Cdmitnick · ‎04-16-2024

Hi @JeffMeyers ,

Thanks for this very useful tool.

I'm trying to use it now:

%macro data_specs(LIBN=derived, OUT=derived.endTB_derived_dict.xlsx,
INDEX=endTB_Case_ID, endTB_Subject_ID, id_baseline_template
CAT_THRESHOLD=15
FORMAT=condensed
ORDER=NAME
);

but no excel file is output.

I get no errors, but do get repeated notes that " NOTE: The quoted string currently being processed has become more than 262 bytes long. You might have unbalanced quotation marks" and

"NOTE 49-169: The meaning of an identifier after a quoted string might change in a future SAS release. Inserting white space between a quoted string and the succeeding identifier is recommended."

thanks,

Carole

Cdmitnick · ‎04-16-2024

Hi @JeffMeyers ,

please ignore my previous post (I have tried to delete/edit it, but was not able to). I solved those issues.

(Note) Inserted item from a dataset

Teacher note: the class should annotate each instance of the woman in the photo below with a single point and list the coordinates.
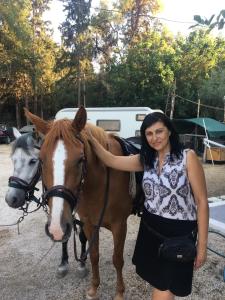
(175, 204)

Now, it runs beautifully, but I get this error message:

" ERROR: Insufficient authorization to access /pbr/biconfig/940/Lev1/SASApp/endTB_derived_dict.xlsx." I get the same message whether I try to output the Excel file to a library or to work.

I'm working in the web-based SAS Studio environment, in case that offers insight.

here's the invocation of the macro:

%data_specs(LIBN=derived, OUT=endTB_derived_dict.xlsx,
INDEX=(endTB_Case_ID, endTB_Subject_ID, id_baseline_template),
CAT_THRESHOLD=15,
FORMAT=condensed,
ORDER=NAME

);
%data_specs

thanks,

carole

ballardw · ‎04-16-2024

Not looking into the code for the macro but it looks like your "OUT=" should include a fully qualified path starting at a disk mount point (or drive letter for Windows). The mount should be one that you have write privileges for.

something like (syntax appropriate for your operating system):

%data_specs(LIBN=derived, OUT=mymount/subfolder/endTB_derived_dict.xlsx,
INDEX=(endTB_Case_ID, endTB_Subject_ID, id_baseline_template),
CAT_THRESHOLD=15,
FORMAT=condensed,
ORDER=NAME

);

Without the path portion it is defaulting to attempting to send the created file to the location that SAS is executing from and you would be unlikely to have permissions there.

Cdmitnick · ‎04-17-2024

Thanks. I have previously successfully output to the location where SAS is operating. I just confirmed that I can write to that location by outputting the table resulting from a proc contents, admittedly not as .xlsx. On the contrary, unfortunately, I have not been able to output to my machine. I don’t know what the path would be to do that successfully.

If you have any other suggestions, I’d be grateful.
Thanks,
carole

sassy_seb · ‎04-30-2024

Anyone know how I can use this and not output all of the FREQ of the variables? Thank you!